Mamo, tato zamiast mnie karać, porozmawiajcie ze mną! Chcę Wam tyle powiedzieć…

1

O tym, że kary są złe powiedziano już wiele razy. Jednak odnoszę wrażenie, że niedostatecznie wiele. Idę na zakupy słyszę: „Nie kupię Ci zabawki, bo nie zjadłaś obiadu”. Bawimy się na placyku, a za moimi plecami ktoś woła do pociechy: „Zaraz ci przyleję za twoje złe zachowanie”.  Wczoraj w parku jakaś matka wołała do syna, że ,,ojciec się nim zajmie, jak wrócą do domu”… Wniosek? Kary nadal są powszechnym sposobem realizowania rodzicielskiej władzy!
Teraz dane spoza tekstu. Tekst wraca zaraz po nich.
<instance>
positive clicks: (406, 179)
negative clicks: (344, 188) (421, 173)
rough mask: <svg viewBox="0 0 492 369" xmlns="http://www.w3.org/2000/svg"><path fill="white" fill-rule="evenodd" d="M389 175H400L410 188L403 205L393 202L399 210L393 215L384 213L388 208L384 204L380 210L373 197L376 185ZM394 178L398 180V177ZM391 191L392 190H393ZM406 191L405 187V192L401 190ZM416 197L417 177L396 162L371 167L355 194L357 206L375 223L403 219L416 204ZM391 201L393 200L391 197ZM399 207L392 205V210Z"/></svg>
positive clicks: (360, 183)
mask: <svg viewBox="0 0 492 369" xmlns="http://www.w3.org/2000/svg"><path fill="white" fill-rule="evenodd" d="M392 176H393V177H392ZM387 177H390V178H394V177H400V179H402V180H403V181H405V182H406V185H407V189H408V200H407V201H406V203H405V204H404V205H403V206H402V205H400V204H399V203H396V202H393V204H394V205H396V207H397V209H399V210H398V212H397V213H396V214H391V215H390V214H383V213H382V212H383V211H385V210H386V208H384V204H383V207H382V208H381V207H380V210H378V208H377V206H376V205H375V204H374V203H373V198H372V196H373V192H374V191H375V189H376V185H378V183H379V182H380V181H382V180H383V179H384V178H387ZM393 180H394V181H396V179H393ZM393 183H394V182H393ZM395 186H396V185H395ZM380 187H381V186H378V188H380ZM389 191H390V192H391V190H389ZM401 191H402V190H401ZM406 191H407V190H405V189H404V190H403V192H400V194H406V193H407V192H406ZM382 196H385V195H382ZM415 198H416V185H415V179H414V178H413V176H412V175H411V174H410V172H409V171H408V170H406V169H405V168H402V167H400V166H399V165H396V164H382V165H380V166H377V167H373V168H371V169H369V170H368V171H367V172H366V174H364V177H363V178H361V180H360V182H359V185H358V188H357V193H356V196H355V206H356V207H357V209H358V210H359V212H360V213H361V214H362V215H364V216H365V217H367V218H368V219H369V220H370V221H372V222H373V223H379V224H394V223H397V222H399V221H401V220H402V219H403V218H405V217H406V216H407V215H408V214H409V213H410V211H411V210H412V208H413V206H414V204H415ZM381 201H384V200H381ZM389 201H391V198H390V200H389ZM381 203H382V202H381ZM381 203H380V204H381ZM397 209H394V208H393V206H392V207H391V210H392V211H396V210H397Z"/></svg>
Rodzice uciekają się do nich, bo chcą w ten sposób wymusić na dziecku konkretne zachowania. Jedni stosują kary ustne, inni próbują użyć siły. Co przyniesie lepszy efekt? Tego jeszcze nikt głośno nie powiedział. I podejrzewam, że nigdy tak się nie stanie. Kara, niezależnie czy ta lekka, czy cięższa nie jest lekiem na złe zachowanie naszych pociech. To pokazanie własnej słabości i nieumiejętności poradzenia sobie z dzieckiem. Rodzice, którzy stosują kary powinni raczej skupić się na sobie, przejść coś w rodzaju rachunku sumienia. Pomyśl i odpowiedz sobie na pytanie: „Czy przypadkiem nie rozładowuję w ten sposób swoich negatywnych emocji?” O negatywnym wpływie złości na nasze dzieci pisałam TUTAJ.

Primo! Musimy sobie uświadomić, że reprymenda to nie sposób dyscyplinowania dziecka, a metoda spustoszenia psychicznego. Maluch, który doświadcza kar od swoich rodziców ma problemy z rówieśnikami i poradzeniu sobie w dorosłym życiu. Chcesz poznać więcej owoców surowego wychowania? Proszę bardzo! Niska samoocena, depresja i zamknięcie się w sobie- to są właśnie kolejne efekty. Wciąż mało? Kary niszcząco wpływają także na więź pomiędzy dzieckiem a rodzicem… Naprawdę tego chcemy?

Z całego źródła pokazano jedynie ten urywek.